In Sachsen zahlen Arbeitnehmer seither stattdessen 0,5 Prozent mehr als die Arbeitgeber in die Pflegeversicherung ein. Bei einem Bruttomedianlohn von 36.144 Euro sind das rund 181 Euro pro Jahr. Geld, das nicht direkt der Pflegeversicherung zugute komme, sondern vor allem die Unternehmen bevorzuge, kritisiert die SPD.

SPD zeigt sich änderungswillig

Dirk Panter, SPD-Fraktionsvorsitzender im Sächsischen Landtag, erklärt dazu: "Als SPD-Fraktion fordern wir ja schon lange eine Angleichung, eine Gleichberechtigung, was auch andere Bundesländer angeht. Der Zusatzbeitrag, der muss weg. Das ist völlig aus der Zeit gefallen. Andere Bundesländer haben sich weiterentwickelt. Wir halten weiterhin als einziges Bundesland fest an diesem Zusatzbeitrag."

Plakat weist auf den Buß- und Bettag hin
In benachbarten Bundesländern wie hier im brandenburgischen Cottbus setzt man am Buß- und Bettag auf kaufwillige Kundschaft aus Sachsen. Bildrechte: MDR/Diana Köhler

Das wolle die SPD schnellstmöglich ändern. Die Pflegeversicherung müsse paritätisch bezahlt werden. Aber das ist gar nicht so einfach, glaubt der sächsische DGB-Chef Markus Schlimbach: "Das Problem ist, dass es wirklich eine Regelung ist, die auf Bundesebene getroffen worden ist und die auf Bundesebene geregelt werden muss. Und da sind die Parteien gefordert, sowohl über den Bundesrat über die Landeregierung, wie auch die Bundestagsabgeordneten da auf Bundesebene was zu machen." Das hieße, dass im Gesetz zur Einführung der Pflegeversicherung der entsprechende Paragraph gestrichen werden müsse, der diese Kompensation für die Arbeitgeber vorsehe, so der Gewerkschafter.

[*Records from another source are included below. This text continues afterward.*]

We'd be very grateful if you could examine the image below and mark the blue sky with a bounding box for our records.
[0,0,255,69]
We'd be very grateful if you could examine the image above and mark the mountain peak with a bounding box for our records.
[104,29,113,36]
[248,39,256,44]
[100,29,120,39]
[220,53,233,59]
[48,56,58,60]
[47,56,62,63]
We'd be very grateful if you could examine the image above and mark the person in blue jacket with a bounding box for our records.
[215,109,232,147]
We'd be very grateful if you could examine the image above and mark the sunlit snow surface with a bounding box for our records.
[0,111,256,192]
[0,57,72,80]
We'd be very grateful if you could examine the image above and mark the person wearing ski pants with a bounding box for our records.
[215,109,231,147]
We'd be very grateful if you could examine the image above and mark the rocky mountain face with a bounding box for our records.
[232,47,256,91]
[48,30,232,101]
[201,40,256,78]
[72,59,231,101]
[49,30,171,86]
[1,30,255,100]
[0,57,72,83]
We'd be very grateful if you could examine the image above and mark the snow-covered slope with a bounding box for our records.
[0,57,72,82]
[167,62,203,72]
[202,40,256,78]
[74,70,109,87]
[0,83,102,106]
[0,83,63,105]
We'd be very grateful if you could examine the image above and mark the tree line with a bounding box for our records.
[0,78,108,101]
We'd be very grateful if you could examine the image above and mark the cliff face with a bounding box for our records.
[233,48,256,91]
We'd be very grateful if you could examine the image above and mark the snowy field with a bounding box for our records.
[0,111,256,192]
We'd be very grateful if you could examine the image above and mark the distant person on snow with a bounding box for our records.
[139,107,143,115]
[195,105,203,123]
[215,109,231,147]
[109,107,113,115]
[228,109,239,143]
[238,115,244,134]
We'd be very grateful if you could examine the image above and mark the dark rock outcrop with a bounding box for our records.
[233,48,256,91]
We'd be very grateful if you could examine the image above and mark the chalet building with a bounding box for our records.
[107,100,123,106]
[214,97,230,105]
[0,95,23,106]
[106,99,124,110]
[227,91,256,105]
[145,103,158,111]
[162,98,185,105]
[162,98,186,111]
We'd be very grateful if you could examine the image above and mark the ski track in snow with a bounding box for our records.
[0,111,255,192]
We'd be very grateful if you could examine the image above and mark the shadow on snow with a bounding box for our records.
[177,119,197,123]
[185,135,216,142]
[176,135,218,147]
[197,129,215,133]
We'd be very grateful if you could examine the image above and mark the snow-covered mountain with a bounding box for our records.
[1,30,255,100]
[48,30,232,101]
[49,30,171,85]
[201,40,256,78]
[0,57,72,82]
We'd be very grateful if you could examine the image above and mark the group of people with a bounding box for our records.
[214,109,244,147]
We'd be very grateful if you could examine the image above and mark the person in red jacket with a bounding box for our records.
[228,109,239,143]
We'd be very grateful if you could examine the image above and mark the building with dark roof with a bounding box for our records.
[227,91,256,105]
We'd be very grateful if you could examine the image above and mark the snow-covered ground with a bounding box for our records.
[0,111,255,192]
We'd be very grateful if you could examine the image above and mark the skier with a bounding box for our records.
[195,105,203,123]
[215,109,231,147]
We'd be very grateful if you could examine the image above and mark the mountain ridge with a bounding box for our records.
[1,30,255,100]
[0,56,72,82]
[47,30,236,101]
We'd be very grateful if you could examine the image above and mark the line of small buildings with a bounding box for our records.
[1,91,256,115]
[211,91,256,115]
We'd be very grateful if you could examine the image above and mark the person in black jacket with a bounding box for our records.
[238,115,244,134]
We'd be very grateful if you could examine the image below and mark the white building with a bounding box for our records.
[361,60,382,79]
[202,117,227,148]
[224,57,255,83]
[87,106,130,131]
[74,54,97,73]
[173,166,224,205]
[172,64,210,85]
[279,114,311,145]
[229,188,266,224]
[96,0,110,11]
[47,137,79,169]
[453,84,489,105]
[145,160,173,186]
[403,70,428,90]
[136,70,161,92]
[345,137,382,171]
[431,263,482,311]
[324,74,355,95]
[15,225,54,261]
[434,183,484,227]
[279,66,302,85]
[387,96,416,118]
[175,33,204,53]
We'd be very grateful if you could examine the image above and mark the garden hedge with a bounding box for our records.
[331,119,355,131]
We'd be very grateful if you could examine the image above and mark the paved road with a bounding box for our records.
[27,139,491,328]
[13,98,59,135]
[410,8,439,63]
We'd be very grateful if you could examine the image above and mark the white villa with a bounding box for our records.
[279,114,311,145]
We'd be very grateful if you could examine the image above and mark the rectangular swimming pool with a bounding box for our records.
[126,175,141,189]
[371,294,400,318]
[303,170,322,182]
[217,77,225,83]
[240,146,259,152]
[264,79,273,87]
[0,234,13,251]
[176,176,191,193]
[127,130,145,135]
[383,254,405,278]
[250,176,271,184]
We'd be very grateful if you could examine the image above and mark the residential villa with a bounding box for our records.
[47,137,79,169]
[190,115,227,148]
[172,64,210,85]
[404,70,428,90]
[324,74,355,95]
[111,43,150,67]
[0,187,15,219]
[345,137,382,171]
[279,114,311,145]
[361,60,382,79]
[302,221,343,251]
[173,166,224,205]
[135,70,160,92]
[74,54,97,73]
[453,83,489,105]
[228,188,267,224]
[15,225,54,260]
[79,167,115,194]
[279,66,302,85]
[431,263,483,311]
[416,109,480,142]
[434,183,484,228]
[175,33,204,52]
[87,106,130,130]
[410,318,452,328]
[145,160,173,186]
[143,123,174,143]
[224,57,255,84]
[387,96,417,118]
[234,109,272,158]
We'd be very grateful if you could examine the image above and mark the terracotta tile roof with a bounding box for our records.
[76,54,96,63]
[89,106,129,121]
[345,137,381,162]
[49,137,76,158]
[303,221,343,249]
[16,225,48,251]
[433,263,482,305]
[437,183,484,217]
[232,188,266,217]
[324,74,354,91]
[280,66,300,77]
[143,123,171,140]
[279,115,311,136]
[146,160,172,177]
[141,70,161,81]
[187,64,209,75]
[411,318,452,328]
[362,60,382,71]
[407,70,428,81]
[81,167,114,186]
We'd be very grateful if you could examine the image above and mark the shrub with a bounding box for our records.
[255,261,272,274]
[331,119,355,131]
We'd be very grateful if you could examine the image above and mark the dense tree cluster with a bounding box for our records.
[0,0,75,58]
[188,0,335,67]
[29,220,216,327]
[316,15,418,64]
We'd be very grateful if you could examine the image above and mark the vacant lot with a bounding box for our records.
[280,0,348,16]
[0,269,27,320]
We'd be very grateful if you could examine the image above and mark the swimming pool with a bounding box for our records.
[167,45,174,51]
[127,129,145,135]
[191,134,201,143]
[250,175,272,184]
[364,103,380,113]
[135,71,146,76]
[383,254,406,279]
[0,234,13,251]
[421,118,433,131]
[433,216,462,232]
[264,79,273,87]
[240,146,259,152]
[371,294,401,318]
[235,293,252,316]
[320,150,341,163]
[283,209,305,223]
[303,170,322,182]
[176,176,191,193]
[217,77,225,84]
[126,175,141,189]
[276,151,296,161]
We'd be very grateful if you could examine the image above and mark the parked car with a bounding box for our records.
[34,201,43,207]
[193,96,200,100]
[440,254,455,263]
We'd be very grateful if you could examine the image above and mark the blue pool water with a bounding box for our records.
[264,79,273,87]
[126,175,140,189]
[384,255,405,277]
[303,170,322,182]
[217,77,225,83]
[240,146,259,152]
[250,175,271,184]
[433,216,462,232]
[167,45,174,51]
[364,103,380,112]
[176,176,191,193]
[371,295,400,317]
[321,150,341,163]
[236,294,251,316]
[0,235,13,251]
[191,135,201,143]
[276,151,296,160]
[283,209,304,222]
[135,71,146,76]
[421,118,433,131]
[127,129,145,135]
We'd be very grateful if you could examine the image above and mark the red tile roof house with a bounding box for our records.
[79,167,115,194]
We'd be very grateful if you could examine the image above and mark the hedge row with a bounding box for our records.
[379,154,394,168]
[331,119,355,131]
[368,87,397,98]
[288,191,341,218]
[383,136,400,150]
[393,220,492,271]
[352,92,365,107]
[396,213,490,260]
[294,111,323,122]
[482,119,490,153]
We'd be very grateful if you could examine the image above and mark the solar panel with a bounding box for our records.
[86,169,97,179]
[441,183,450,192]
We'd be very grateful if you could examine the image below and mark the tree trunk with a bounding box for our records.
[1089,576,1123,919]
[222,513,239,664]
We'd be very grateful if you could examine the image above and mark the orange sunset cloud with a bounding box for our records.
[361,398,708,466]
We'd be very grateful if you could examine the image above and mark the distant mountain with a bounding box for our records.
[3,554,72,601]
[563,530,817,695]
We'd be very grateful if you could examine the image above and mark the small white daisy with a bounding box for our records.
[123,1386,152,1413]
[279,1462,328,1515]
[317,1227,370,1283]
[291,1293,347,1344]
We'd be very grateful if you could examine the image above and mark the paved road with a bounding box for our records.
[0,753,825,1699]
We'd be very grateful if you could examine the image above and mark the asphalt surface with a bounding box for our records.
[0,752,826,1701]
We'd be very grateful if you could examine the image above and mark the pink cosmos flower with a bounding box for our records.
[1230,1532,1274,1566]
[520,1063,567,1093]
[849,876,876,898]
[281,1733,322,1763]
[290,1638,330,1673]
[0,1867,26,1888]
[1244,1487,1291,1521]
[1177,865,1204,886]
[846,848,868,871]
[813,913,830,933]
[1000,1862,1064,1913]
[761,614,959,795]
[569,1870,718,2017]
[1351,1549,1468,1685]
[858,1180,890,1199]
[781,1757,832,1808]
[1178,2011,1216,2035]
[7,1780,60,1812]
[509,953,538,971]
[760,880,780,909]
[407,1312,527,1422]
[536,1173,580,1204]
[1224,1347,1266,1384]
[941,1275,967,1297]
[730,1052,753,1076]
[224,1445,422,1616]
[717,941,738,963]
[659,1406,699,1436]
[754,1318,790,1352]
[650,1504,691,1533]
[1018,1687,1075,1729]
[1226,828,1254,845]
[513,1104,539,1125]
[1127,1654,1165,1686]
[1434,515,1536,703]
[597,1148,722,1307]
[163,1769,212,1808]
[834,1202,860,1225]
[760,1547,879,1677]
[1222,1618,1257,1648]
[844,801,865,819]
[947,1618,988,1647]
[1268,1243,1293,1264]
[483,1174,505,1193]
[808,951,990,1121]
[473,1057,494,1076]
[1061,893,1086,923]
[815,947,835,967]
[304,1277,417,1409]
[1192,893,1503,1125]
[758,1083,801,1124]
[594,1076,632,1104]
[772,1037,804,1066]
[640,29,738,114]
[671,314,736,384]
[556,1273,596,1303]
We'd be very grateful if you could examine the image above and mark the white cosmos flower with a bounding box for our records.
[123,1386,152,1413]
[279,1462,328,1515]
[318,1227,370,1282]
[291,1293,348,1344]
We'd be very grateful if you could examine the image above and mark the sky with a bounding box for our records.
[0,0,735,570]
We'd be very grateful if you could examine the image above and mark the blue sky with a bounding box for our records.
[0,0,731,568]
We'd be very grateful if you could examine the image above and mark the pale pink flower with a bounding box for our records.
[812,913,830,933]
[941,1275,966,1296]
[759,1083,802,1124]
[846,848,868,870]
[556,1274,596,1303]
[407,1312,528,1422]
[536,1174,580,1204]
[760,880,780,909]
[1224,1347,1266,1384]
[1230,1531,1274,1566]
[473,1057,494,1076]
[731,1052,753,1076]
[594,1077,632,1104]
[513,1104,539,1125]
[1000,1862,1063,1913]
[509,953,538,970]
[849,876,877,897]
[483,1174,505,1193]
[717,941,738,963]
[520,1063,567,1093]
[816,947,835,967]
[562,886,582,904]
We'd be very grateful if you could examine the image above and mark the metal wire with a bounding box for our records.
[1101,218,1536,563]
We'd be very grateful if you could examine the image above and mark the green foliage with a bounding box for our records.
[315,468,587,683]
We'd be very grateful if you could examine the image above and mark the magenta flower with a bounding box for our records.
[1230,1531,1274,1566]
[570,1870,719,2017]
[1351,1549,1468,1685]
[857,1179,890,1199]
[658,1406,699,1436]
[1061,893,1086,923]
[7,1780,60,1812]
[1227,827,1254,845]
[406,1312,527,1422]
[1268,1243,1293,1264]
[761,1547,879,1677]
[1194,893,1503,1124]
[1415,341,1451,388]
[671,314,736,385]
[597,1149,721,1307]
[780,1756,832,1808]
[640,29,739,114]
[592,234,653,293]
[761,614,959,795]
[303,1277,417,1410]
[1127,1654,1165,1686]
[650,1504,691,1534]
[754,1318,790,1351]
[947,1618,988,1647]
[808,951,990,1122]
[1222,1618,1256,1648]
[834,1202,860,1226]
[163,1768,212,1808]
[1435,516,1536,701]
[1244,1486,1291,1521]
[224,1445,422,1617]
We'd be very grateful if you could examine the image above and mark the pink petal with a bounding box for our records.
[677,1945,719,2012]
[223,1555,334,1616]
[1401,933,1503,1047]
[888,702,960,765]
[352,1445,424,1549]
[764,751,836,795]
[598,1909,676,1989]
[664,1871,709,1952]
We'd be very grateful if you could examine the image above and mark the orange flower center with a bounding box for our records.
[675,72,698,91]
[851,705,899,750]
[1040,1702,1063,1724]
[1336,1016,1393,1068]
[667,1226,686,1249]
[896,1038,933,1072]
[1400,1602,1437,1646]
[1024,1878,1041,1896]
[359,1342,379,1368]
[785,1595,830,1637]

Berlin hat Frauentag dazu bekommen, Thüringen Kindertag

Mit der CDU war das bisher nicht zu machen. Obwohl zum Beispiel in Berlin mit dem Frauentag oder in Thüringen mit dem Kindertag sogar in den letzten Jahren weitere Feiertage hinzukamen - ganz ohne Zusatzbeiträge in den beiden Bundesländern. Das fand dann auch die sächsische Union ungerecht, kündigte im vergangenen Jahr eine Bundesratsinitiative an. Kommt jetzt also die Parität bei der Pflegeversicherung?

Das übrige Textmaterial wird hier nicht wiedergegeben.